“This can’t be right.” I glanced through the car window and watched the Spanish moss sway in the evening’s wind.
“I can only go where the map takes me, lady,” he said, and I hesitated in the backseat.
Fine. “Thanks a lot. I guess,” I said as I stepped out of the car, and he drove forward before I had the door closed.
Great.
Now I was stranded in a deserted, haunted cemetery at night alone. I wasn’t sure the cemetery had ghosts, but it was old, famous, and in the South.

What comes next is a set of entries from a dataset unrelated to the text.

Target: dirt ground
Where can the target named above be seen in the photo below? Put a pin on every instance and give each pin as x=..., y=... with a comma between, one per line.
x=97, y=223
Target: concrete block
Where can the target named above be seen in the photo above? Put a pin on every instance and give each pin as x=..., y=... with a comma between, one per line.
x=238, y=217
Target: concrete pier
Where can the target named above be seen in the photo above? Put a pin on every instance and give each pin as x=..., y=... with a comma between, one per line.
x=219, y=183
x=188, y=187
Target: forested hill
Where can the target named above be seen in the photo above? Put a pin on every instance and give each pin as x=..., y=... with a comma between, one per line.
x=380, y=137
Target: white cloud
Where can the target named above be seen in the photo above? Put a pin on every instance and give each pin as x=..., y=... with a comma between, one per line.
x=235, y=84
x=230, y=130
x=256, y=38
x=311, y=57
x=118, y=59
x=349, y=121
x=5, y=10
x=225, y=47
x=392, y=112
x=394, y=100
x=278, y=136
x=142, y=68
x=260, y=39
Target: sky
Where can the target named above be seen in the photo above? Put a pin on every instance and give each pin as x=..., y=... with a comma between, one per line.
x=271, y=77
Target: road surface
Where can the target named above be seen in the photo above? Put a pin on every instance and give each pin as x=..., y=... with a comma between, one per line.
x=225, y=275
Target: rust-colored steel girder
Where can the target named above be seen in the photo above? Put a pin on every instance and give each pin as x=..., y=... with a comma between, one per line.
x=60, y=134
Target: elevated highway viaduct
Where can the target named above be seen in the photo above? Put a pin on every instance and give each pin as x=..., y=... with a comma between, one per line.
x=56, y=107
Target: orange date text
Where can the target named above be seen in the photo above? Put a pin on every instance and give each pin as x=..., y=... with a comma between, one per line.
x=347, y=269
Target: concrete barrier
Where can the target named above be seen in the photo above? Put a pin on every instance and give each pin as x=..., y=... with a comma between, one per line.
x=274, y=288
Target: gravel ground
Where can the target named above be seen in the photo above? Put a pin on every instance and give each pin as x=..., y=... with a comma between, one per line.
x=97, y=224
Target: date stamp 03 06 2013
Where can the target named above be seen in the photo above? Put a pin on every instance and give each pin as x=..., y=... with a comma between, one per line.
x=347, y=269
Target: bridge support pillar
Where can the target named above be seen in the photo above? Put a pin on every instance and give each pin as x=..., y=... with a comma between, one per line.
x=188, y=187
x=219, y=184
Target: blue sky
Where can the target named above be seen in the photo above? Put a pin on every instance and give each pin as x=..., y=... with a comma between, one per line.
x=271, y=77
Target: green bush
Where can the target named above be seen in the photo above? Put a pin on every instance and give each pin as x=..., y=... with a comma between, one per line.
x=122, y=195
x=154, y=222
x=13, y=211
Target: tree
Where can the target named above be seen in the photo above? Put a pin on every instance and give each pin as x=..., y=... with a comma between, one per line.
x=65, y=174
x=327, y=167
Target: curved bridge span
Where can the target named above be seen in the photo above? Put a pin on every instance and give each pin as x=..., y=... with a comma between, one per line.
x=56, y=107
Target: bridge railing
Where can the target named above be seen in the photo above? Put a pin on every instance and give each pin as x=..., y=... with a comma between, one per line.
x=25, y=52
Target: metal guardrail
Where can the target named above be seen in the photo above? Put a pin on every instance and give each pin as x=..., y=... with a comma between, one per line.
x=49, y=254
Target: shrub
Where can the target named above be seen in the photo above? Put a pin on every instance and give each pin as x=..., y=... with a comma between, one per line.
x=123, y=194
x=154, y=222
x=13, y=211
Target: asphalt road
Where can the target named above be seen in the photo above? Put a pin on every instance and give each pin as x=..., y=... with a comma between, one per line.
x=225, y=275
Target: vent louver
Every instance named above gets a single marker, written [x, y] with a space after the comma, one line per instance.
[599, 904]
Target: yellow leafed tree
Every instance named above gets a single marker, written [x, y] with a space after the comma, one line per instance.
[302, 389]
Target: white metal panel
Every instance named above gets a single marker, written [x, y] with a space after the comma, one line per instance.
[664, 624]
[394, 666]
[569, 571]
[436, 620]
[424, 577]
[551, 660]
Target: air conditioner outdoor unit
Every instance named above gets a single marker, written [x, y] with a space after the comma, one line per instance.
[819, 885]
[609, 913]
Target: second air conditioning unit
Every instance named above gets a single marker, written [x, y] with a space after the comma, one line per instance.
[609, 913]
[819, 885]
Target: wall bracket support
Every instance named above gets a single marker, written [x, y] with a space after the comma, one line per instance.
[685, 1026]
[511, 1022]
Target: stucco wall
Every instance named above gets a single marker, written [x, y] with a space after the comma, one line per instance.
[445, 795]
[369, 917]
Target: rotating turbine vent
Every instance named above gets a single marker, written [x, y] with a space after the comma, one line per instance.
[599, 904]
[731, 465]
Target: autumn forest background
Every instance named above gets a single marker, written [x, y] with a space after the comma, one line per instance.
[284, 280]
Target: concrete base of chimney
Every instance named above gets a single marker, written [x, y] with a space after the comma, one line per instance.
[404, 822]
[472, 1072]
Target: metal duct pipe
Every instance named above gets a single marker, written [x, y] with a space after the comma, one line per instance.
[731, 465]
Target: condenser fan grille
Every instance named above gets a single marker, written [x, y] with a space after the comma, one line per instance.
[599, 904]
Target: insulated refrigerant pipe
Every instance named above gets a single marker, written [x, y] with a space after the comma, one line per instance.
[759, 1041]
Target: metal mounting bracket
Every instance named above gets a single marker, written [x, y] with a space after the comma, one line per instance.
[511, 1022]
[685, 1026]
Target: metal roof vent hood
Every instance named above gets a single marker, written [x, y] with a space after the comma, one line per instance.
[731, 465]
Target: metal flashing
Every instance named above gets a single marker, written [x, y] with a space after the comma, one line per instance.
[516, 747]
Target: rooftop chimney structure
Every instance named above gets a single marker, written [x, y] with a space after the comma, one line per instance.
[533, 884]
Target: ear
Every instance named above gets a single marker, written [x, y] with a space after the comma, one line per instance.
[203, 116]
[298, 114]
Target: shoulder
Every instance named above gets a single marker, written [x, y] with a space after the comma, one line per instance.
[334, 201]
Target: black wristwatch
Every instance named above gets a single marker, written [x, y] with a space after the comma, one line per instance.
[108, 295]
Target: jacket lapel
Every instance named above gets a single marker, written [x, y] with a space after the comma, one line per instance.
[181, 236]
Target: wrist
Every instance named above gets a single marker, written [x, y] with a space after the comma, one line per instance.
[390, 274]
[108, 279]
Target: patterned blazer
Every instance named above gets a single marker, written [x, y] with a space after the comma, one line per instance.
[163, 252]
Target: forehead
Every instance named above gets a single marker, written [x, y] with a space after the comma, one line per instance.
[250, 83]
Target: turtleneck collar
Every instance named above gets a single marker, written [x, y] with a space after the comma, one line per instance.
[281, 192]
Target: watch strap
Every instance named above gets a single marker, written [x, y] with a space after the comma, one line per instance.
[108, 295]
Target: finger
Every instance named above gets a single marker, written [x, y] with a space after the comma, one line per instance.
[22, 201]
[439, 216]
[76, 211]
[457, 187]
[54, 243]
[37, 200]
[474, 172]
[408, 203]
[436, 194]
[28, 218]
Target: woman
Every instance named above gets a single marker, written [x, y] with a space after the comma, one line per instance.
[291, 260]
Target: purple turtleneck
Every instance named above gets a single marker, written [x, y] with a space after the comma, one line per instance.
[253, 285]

Odds were in the ghosts’ favor.
The Google Map icon for Bonaventure Bluff lay straight ahead, and I took a few steps in that direction, watching myself get closer on my phone’s screen. Why couldn’t tonight be the night the locals had a cemetery festival? Where were the tourists everyone complained about?
What about all those groups of people we did paranormal investigations with? Why weren’t they here on the hunt for ghosts?

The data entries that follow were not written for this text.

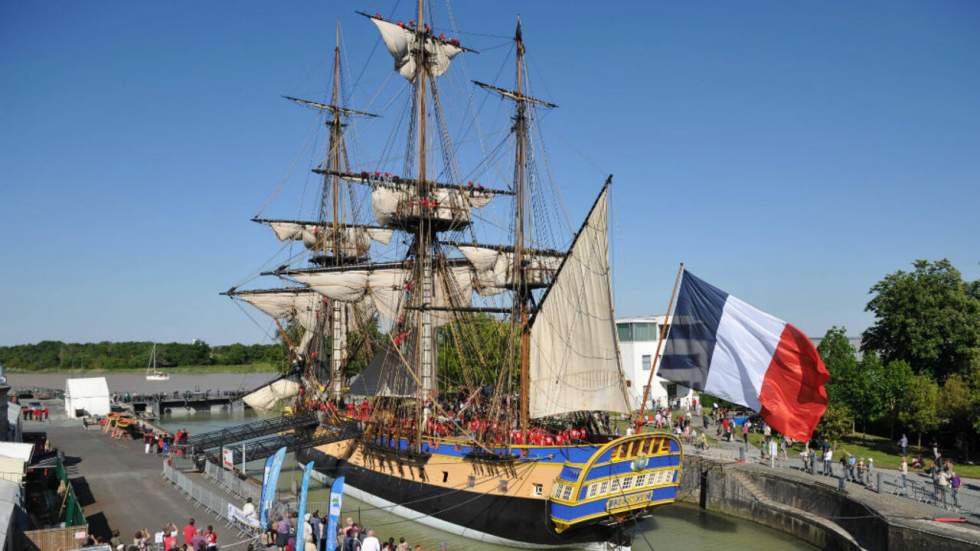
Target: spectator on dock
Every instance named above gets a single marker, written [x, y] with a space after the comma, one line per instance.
[211, 538]
[282, 532]
[828, 460]
[189, 531]
[248, 510]
[371, 542]
[169, 536]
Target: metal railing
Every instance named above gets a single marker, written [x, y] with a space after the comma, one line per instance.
[232, 483]
[205, 499]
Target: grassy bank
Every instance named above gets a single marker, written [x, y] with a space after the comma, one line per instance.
[184, 369]
[885, 452]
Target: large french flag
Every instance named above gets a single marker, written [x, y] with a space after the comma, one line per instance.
[725, 347]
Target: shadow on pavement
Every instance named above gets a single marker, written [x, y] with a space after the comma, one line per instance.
[82, 491]
[70, 460]
[98, 526]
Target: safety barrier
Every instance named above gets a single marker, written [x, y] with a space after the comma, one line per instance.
[214, 503]
[231, 482]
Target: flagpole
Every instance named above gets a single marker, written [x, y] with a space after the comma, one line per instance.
[660, 344]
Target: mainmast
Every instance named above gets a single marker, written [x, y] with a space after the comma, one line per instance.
[426, 345]
[522, 282]
[523, 294]
[338, 318]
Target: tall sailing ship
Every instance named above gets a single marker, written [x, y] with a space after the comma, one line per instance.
[489, 381]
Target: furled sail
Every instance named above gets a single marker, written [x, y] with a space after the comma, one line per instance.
[386, 289]
[495, 268]
[396, 203]
[401, 43]
[574, 358]
[355, 241]
[298, 305]
[266, 397]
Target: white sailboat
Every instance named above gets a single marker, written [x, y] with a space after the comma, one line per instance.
[152, 373]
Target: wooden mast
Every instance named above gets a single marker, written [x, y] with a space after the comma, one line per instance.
[338, 323]
[660, 344]
[523, 295]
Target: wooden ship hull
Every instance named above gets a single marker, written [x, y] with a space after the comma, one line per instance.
[532, 497]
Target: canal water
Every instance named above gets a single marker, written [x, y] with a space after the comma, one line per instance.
[677, 527]
[120, 383]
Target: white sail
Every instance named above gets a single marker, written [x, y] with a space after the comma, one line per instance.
[574, 359]
[302, 307]
[354, 241]
[495, 268]
[385, 289]
[391, 203]
[401, 45]
[265, 398]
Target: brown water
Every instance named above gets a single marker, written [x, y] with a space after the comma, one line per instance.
[136, 382]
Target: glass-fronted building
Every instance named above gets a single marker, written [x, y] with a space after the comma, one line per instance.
[638, 338]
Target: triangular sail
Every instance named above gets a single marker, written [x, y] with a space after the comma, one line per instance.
[574, 357]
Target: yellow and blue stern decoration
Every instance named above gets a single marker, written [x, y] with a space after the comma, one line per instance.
[627, 474]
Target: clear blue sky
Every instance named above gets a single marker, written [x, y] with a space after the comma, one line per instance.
[791, 153]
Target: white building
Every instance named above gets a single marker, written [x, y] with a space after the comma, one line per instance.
[638, 339]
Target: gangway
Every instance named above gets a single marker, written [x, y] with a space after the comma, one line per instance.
[250, 431]
[264, 447]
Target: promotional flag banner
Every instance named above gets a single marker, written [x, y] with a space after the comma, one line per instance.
[270, 478]
[336, 499]
[725, 347]
[301, 509]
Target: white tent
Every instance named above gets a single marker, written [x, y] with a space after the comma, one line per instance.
[91, 395]
[14, 456]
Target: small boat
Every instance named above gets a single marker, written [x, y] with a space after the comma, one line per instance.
[152, 373]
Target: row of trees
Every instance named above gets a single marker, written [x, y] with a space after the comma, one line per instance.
[133, 355]
[920, 367]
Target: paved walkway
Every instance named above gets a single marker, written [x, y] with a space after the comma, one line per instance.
[920, 489]
[120, 487]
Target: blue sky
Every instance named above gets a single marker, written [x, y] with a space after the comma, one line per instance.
[790, 153]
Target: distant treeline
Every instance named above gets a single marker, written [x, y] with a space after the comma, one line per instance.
[48, 355]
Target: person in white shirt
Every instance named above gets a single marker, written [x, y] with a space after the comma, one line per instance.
[371, 542]
[248, 511]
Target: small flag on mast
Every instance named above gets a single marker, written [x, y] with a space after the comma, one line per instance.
[725, 347]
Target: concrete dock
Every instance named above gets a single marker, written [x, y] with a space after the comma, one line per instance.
[120, 487]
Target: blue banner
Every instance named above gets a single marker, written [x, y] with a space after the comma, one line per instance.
[270, 479]
[301, 512]
[336, 499]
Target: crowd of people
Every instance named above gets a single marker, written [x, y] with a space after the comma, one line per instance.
[170, 538]
[161, 443]
[350, 536]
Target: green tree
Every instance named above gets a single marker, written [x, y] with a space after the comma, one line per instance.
[920, 411]
[854, 384]
[929, 317]
[959, 409]
[836, 422]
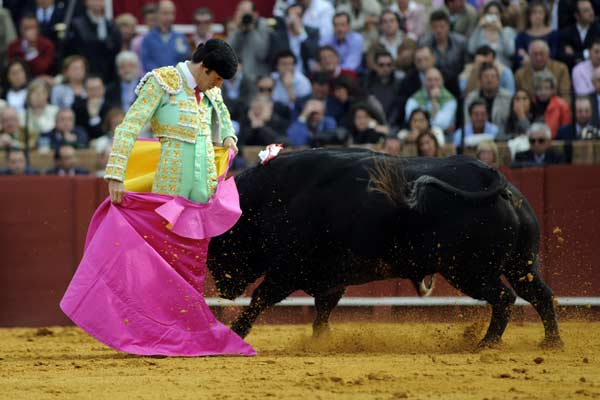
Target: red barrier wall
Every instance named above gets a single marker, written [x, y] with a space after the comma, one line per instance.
[43, 223]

A text lit up my screen and vibrated my phone. I read it through the preview while keeping the map open—you know, just in case the bluff moved.
REED: Do not go to that cemetery!
Oops.
Now he texted. It was way too late to help me make good choices at this point. A bird screamed about something overhead, and I flinched like it might come for me.

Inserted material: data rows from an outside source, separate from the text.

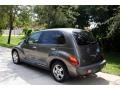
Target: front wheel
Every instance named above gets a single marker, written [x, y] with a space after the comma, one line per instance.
[59, 71]
[15, 57]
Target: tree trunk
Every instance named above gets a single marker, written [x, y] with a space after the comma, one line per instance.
[10, 25]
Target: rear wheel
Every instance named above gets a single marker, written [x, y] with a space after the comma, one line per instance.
[15, 57]
[59, 71]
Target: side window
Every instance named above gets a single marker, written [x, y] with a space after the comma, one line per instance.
[52, 37]
[34, 38]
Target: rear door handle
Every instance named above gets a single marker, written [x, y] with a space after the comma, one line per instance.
[34, 47]
[53, 49]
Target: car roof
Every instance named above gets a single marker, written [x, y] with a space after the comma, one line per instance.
[68, 30]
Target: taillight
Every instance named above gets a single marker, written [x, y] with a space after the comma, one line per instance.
[73, 60]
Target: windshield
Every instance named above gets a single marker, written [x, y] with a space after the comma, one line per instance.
[84, 38]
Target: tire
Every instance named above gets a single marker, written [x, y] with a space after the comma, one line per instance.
[15, 57]
[59, 71]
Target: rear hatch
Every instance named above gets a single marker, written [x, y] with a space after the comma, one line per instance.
[88, 48]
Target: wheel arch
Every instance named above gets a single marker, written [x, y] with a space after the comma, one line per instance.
[57, 60]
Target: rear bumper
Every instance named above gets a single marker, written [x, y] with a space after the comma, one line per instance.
[91, 68]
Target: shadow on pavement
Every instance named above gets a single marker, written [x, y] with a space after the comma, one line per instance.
[37, 76]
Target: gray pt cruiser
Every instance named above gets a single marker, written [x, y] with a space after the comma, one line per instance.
[63, 51]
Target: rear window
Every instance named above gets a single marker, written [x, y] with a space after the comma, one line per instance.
[84, 38]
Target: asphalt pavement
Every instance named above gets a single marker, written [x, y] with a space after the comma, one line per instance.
[28, 75]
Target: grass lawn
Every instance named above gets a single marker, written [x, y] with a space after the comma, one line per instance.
[113, 58]
[14, 41]
[113, 63]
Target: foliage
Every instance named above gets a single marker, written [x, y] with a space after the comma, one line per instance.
[56, 16]
[113, 63]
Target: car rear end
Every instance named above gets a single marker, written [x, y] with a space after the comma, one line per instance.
[90, 55]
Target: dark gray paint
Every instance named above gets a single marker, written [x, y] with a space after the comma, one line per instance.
[41, 55]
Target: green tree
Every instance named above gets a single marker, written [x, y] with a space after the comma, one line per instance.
[56, 16]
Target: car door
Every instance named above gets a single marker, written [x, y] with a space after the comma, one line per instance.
[48, 42]
[30, 48]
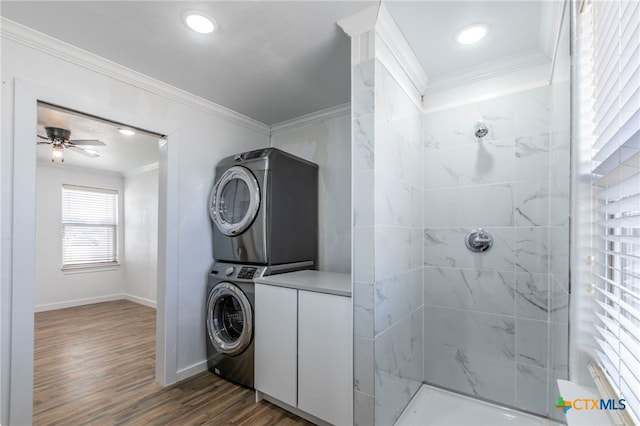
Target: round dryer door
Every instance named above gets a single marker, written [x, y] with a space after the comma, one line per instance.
[229, 319]
[234, 201]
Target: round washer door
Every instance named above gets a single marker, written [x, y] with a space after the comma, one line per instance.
[234, 201]
[229, 319]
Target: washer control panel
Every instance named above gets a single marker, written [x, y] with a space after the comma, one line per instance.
[247, 272]
[236, 272]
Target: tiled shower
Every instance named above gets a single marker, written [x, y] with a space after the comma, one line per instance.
[493, 325]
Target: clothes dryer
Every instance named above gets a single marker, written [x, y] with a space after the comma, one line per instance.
[264, 206]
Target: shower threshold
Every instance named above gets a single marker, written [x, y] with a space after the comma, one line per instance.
[431, 406]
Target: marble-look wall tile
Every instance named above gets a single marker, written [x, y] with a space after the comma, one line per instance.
[363, 88]
[532, 157]
[393, 201]
[445, 247]
[481, 335]
[398, 344]
[532, 110]
[558, 302]
[392, 102]
[531, 342]
[532, 296]
[413, 369]
[363, 310]
[393, 393]
[395, 250]
[469, 206]
[417, 213]
[454, 368]
[532, 389]
[475, 164]
[363, 409]
[470, 289]
[363, 254]
[559, 251]
[561, 106]
[363, 143]
[363, 198]
[364, 367]
[532, 252]
[456, 126]
[395, 297]
[554, 394]
[558, 346]
[505, 345]
[531, 203]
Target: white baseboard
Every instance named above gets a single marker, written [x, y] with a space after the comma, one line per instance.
[78, 302]
[140, 300]
[192, 370]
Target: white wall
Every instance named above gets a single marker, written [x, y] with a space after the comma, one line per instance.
[54, 288]
[325, 139]
[141, 237]
[200, 134]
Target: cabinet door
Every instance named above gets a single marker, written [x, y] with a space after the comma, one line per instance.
[325, 379]
[275, 342]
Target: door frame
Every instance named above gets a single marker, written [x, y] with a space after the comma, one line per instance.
[21, 256]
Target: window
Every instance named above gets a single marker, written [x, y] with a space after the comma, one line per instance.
[616, 190]
[89, 227]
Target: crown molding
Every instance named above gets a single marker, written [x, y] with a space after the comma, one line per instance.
[397, 46]
[360, 22]
[489, 70]
[149, 167]
[325, 114]
[65, 167]
[375, 34]
[36, 40]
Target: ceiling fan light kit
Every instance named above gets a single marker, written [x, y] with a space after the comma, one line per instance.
[56, 152]
[58, 138]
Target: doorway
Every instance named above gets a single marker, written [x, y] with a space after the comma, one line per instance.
[19, 337]
[96, 243]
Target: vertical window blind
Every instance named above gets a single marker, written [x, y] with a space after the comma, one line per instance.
[89, 226]
[616, 188]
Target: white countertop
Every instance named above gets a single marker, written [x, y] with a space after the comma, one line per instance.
[318, 281]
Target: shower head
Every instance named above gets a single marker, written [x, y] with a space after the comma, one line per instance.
[481, 130]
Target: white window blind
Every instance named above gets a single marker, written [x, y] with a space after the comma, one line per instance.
[89, 226]
[616, 183]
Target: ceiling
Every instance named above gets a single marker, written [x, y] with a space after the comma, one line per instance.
[121, 154]
[519, 31]
[269, 60]
[278, 60]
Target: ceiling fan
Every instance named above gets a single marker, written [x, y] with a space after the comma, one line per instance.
[59, 140]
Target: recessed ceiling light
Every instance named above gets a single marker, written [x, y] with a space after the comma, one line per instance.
[127, 132]
[472, 34]
[199, 22]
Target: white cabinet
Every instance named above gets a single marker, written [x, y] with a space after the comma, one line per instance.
[303, 351]
[276, 331]
[324, 357]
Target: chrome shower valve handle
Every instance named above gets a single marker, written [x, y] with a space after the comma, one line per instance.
[478, 240]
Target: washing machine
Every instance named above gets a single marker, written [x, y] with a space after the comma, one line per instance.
[229, 317]
[264, 206]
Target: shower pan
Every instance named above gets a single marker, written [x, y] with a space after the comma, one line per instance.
[460, 237]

Great, an old cemetery with ghosts and angry crows.
The night continued to get better.
My stomach twisted with stress. Maybe coming here alone wasn’t an excellent decision. I turned around, ready to walk to the front of the cemetery and call an Uber home. What a failure. I’d have to buy a new laptop, and Delaney wasn’t getting her groundbreaking case, but at least I’d be alive.
I’d pulled up the phone app to call Reed and ask for a rescue when my name came from behind me.
“Elenore?” I spun around in time to see Samantha walk around the corner. It looked like she almost magically appeared on the pebbled stone pathway. “What are you doing here? Is everything okay?”
Everything was certainly not okay, but I didn’t know how to explain that to her. I released my breath and unclenched my jaw, lowering the phone to my side.
“Hey,” I said, sounding as confused as she did. “I’m here with a tour,” I lied and pointed behind me like a group of people were waiting for me.
My phone vibrated again, and I checked for a text from Reed, but it was a call instead. I silenced it to stay on my game. Something about Samantha looked weird, but it had to be the shadows formed from the trees as the moonlight filtered through the leaves. If Selene didn’t kill Casey, then Samantha didn’t either.
“Oh, I saw a note at Selene’s to come here.” She glanced behind her and to the side. “I thought it was from my sister. Is she with you?”
Samantha walked to her left toward the trees on the edge of the walkway, and I followed her in that direction. No cars were coming, but it seemed like a good idea to get off the side of the road. My phone rang again, but I couldn’t take my eyes off Samantha. My stomach tightened, and my throat felt clogged.
“No, I just saw your sister earlier tonight. She had luggage and said she was headed to your place,” I said.
We were under the cover of the trees now, our bodies blending in with the shadows in the night. The cemetery went creepily silent. Even the angry murder crows stopped squawking.
Samantha shook her head. “No, that’s not right. I’m at her place until she decides what she wants to do after the funeral.”
“This whole thing is weird,” I mumbled, searching the sky for the crows. Did they just leave?
She scanned the sky with me and then moved a tree branch out of the way. “Have you seen the river view from this side of the cemetery? It’s gorgeous during the day or sunsets.”
“No, but my grandma always used to say, ‘They give the best spots to the dead.’” She had a lot of hard feelings about a cemetery in our hometown that stretched out over miles of riverfront property. She also bought a plot right on top of a hill so she’d spend eternity looking out at the water.
I stepped toward Samantha with those thoughts in my head, even as alarm bells sounded in my chest. Samantha had been nothing but friendly, but as I got closer, I stopped. My legs wouldn’t force me another step and instead wanted me to run.
Samantha raised an eyebrow at me as if she read the panic in my eyes. “What’s wrong, Elenore?”
“Nothing,” I said and forced the step.